Die DSGVO sorgt dafür, dass die EU künftig anders behandelt wird als andere Länder und Märkte. Manche Unternehmen adaptieren die für die DSGVO notwendigen Prozesse global, andere entscheiden sich dafür, alles so zu lassen, wie es ist und IP-Adressen aus der EU zu blocken. Letztere Gruppe könnte die weitaus größere Gruppe werden.
Die EU und ihre DSGVO liegen dabei gut im Trend. Ein globaler Trend sind lokale Regularien, die dem Internet direkt oder indirekt seinen globalen Charakter nehmen
Die Financial Times (Paywall, naturally) über das Thema:
As a Scania truck is driven through the EU, a small box sends diagnostic data — speed, fuel use, engine performance, even driving technique — to the company’s headquarters in Sweden. The information adds to a vast international database that helps owners manage the servicing of their fleet and Scania improve the manufacturing of the next generation of vehicles.
“The world is moving towards an autonomous, electrified transport system, and that needs data,” says Hakan Schildt of Scania’s connected services operation. “Transport is becoming a data business.”
In China, however, which severely restricts international transfers of data, the company incurs extra costs setting up local data storage and segregating some of the information from the rest of its operations. Many countries are imposing similar, if less drastic, restrictions. “We are having to regionalise a lot of our operations and set up local data processing,” Mr Schildt says. “National legislation is always changing.”
Es geht eben nicht nur um Social Networks und Blogs. Auch Zukunftsthemen wie die sich verändernde Transportbranche sind betroffen.
China ist hier ganz vorn dabei..:
China’s Great Firewall has long blocked most foreign web applications, and a cyber security law passed in 2016 also imposed rules against exporting personal information, forcing companies including Apple and LinkedIn to hold information on Chinese users on local servers.

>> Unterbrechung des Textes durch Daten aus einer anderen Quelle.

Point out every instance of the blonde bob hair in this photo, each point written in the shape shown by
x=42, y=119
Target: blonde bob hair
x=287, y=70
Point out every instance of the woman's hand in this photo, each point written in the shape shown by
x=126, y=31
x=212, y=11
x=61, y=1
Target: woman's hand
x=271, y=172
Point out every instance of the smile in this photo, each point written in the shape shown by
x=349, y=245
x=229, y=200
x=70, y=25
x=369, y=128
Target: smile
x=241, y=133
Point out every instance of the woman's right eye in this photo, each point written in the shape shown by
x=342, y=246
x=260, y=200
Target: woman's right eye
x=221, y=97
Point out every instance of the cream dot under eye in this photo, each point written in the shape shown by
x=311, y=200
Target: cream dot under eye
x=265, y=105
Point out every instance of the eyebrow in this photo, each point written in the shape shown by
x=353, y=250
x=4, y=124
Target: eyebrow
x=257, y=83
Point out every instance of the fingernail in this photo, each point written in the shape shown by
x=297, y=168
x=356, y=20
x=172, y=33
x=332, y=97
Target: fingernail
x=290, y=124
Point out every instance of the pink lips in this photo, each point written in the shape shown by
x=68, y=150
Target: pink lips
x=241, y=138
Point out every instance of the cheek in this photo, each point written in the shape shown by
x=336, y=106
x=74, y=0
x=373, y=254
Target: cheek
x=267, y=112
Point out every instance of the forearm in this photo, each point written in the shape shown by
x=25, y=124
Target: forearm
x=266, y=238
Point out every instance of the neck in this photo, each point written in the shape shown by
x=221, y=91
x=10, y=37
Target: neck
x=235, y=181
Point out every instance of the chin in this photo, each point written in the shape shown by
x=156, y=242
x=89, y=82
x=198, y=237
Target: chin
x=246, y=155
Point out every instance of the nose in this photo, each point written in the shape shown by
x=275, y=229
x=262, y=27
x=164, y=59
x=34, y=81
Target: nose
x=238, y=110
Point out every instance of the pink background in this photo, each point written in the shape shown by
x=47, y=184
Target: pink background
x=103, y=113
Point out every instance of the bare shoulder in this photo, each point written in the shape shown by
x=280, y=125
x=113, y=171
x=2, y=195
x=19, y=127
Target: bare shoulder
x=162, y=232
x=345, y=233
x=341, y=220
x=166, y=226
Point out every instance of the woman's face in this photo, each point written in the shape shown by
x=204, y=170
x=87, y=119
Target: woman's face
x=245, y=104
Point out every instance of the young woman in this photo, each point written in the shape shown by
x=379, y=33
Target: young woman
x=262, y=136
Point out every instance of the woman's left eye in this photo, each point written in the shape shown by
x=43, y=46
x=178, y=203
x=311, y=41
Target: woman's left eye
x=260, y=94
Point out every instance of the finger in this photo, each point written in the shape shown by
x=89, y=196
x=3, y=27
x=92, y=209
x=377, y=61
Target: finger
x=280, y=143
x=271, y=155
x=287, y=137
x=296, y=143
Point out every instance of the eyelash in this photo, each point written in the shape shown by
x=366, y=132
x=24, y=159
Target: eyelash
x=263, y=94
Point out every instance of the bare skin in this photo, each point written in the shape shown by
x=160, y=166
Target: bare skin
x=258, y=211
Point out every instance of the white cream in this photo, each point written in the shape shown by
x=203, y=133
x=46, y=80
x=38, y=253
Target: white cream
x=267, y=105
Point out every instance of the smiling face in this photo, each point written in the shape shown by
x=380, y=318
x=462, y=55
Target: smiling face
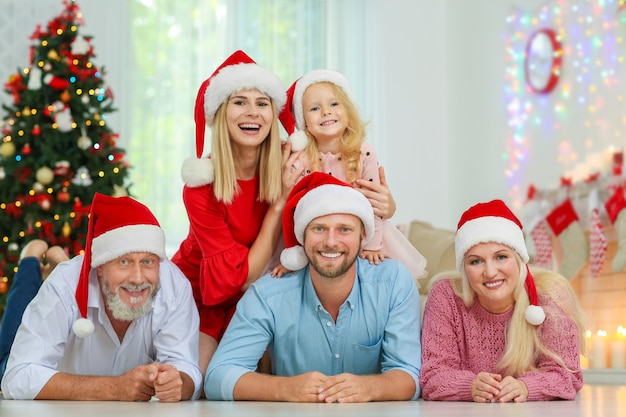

Beijing has also given itself a variety of powers to block the export of “important data” on grounds of reducing vaguely defined economic, scientific or technological risks to national security or the public interest.
..und vielleicht am konsequentesten:
“The likelihood that any company operating in China will find itself in a legal blind spot where it can freely transfer commercial or business data outside the country is less than 1 per cent,” says ECIPE director Hosuk Lee-Makiyama.
The results look impressive: China has some of the biggest tech businesses in the world, including Alibaba, Tencent and Baidu, and is establishing strong positions in new sectors like AI. But economists say China’s service sector growth has so far been insufficient to mitigate the slowdown in manufacturing, and restrictions on digitalisation will not help. The US Chamber of Commerce says that further data localisation will reduce Chinese GDP by a total of between 1.8-3.4 per cent by 2025.
Aber neben der EU und China sind auch andere Länder dabei, aus unterschiedlichsten Gründen Regulierungen voranzutreiben:
Other emerging markets, such as Russia, India, Indonesia and Vietnam, are also leading data localisers. Russia has blocked LinkedIn from operating there after it refused to transfer data on Russian users to local servers.
Wenn Daten das neue Öl sind, dann werden gerade überall Pipelines zerstört.